Merupakan suatu keharusan di dalam proses ekonomi apabila para pelakunya


menginginkan keuntungan. Hanya saja keuntungan yang ingin diperoleh hendaknya
tidak bertendensikan eksploitasi dan ketidakwajaran. Islam tidak membenarkan
praktik di dalam mencari keuntungan seperti apa yang terjadi di dalam sistem
kapitalis. Yaitu, suatu sistem yang membenarkan segala cara untuk mendapatkan
keuntungan yang besar termasuk di dalamnya bentuk monopoli dan penimbunan
barang dagangan yang kesemuanya itu akan menimbulkan kepincangan ekonomi di
dalam masyarakat pada umumnya dan pelaku ekonomi itu sendiri pada khususnya.

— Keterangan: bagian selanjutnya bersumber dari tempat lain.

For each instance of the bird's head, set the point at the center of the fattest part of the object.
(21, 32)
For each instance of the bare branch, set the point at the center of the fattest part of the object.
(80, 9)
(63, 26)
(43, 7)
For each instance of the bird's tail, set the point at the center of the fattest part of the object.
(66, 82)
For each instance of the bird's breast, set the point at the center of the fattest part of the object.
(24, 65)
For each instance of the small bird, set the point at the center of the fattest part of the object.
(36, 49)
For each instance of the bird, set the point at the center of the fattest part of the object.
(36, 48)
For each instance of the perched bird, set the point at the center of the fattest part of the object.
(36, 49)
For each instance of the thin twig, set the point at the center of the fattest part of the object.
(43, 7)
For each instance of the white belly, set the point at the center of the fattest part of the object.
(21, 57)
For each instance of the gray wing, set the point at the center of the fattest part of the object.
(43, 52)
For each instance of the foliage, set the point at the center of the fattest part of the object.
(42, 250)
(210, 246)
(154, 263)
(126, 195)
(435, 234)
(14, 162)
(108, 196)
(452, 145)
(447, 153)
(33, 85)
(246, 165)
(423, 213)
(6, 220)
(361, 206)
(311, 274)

Oleh karena itu, pelaku ekonomi hanya diperkenankan mengambil keuntungan


yang baik dan wajar, tidak terlalu tinggi yang akan berakibat kepada kesusahan
masyarakat, dan juga tidak terlalu rendah yang akan berakibat kepada
kebangkrutannya. Dapat dipahami bahwa, untuk menghindari praktik-praktik
ekonomi yang tidak wajar seperti pengerukan keuntungan yang berlebihan maka
diperlukan partisipasi semua pihak dalam ekonomi. Oleh sebab itu, tidak dibenarkan
penguasaan barang dagangan di satu tangan agar hal semacam itu tidak terjadi.

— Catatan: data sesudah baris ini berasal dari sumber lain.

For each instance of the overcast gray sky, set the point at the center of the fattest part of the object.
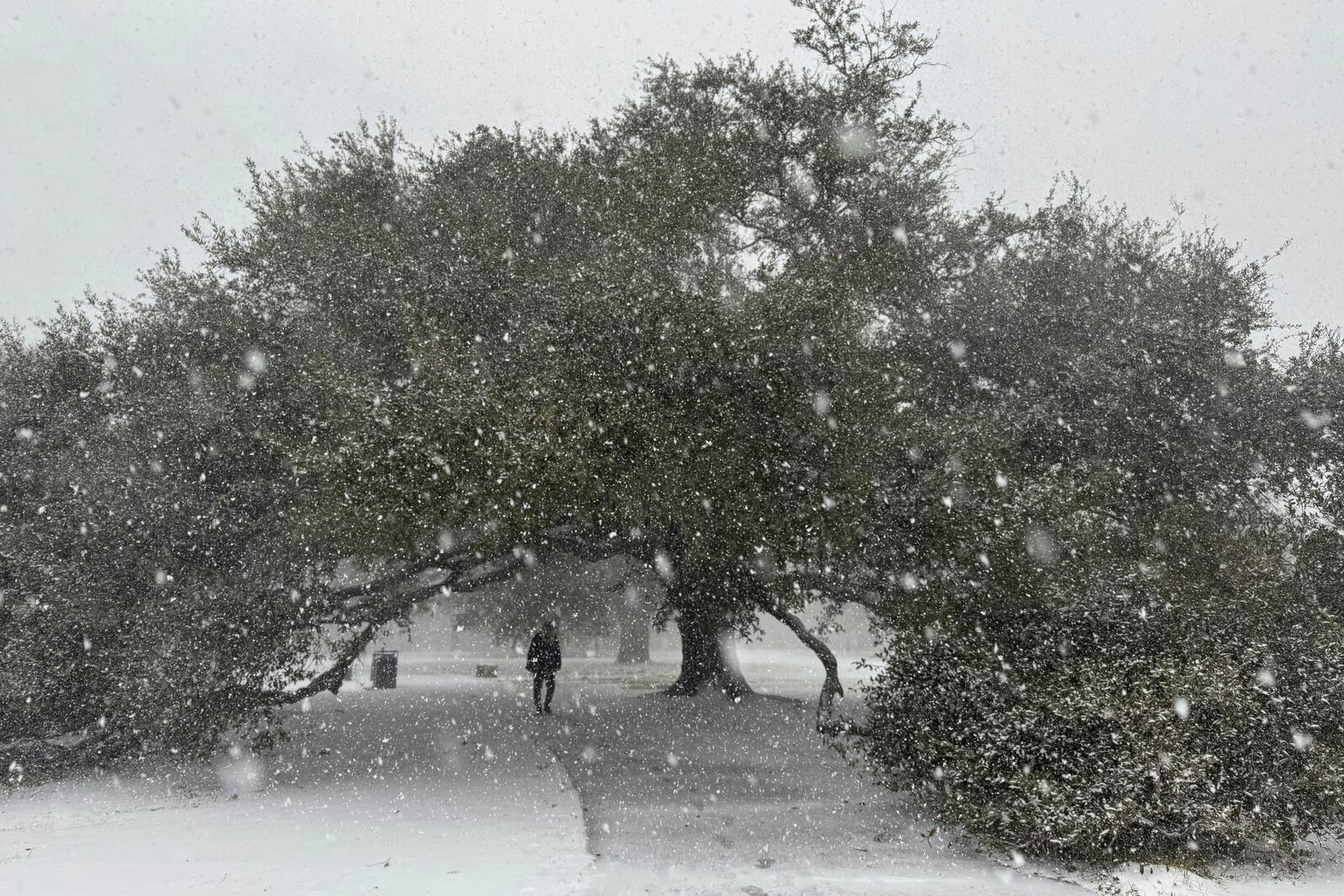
(123, 120)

Relevansi Distribusi dalam Mengatasi Ketimpangan Sosial dan Ekonomi.

Dalam konteks global yang penuh dengan ketimpangan sosial dan ekonomi, konsep
distribusi dalam perspektif Islam memiliki relevansi yang besar. Prinsip-prinsip
distribusi yang diajarkan oleh Islam dapat membantu mengatasi ketimpangan tersebut
dengan cara berikut:

1. Pemenuhan Kebutuhan Dasar: Praktik zakat dan infaq membantu


memastikan pemenuhan kebutuhan dasar semua individu dalam masyarakat,
terutama yang kurang mampu.

2. Pemberdayaan Ekonomi: Melalui pendidikan, pelatihan keterampilan, dan


bantuan untuk usaha mandiri, individu dan masyarakat dapat diberdayakan
untuk mencapai kemandirian ekonomi dan mengurangi ketergantungan pada
bantuan sosial.

3. Redistribusi Kekayaan: Prinsip redistribusi kekayaan dalam Islam


membantu mencegah akumulasi kekayaan yang tidak adil dan memastikan
bahwa kekayaan didistribusikan secara merata di antara masyarakat.
4. Pencegahan Eksploitasi: Larangan riba dan eksploitasi dalam Islam
bertujuan untuk melindungi yang lemah dari praktik yang merugikan dan
memastikan bahwa transaksi ekonomi didasarkan pada prinsip keadilan.

Kesimpulan

Distribusi dalam perspektif Islam merupakan suatu konsep yang sangat penting dalam
mengatur ekonomi dan masyarakat secara menyeluruh. Konsep ini melibatkan
prinsip-prinsip keadilan, solidaritas, dan kemanusiaan yang merupakan nilai-nilai inti
dalam ajaran Islam. Beberapa prinsip distribusi dalam Islam meliputi keadilan sosial,
zakat dan infaq, redistribusi kekayaan, pemberdayaan masyarakat, larangan riba dan
eksploitasi.

Prinsip-prinsip distribusi ini diterapkan melalui berbagai mekanisme, termasuk pola


kemitraan usaha seperti mudharabah dan musyarakah, hubungan perburuhan yang
adil, mekanisme pasar yang diatur agar berjalan dengan adil, serta sedekah wajib dan
sedekah sunnah. Melalui berbagai mekanisme ini, Islam tidak hanya mengatur
distribusi kekayaan secara adil, tetapi juga memastikan pemenuhan kebutuhan dasar,
pemberdayaan ekonomi, pencegahan eksploitasi, dan pembagian warisan yang
merata.

Relevansi konsep distribusi dalam Islam sangat besar dalam mengatasi ketimpangan
sosial dan ekonomi di masyarakat. Dengan menerapkan prinsip-prinsip distribusi
Islam, masyarakat dapat memastikan bahwa kekayaan dan sumber daya
didistribusikan secara adil, semua individu memiliki kesempatan yang sama untuk
mencapai kesejahteraan, dan praktik ekonomi yang tidak wajar seperti eksploitasi dan
penimbunan barang dapat dicegah. Dengan demikian, konsep distribusi dalam Islam
tidak hanya memberikan landasan bagi keberlangsungan ekonomi yang
berkelanjutan, tetapi juga menciptakan masyarakat yang lebih adil dan berkeadilan.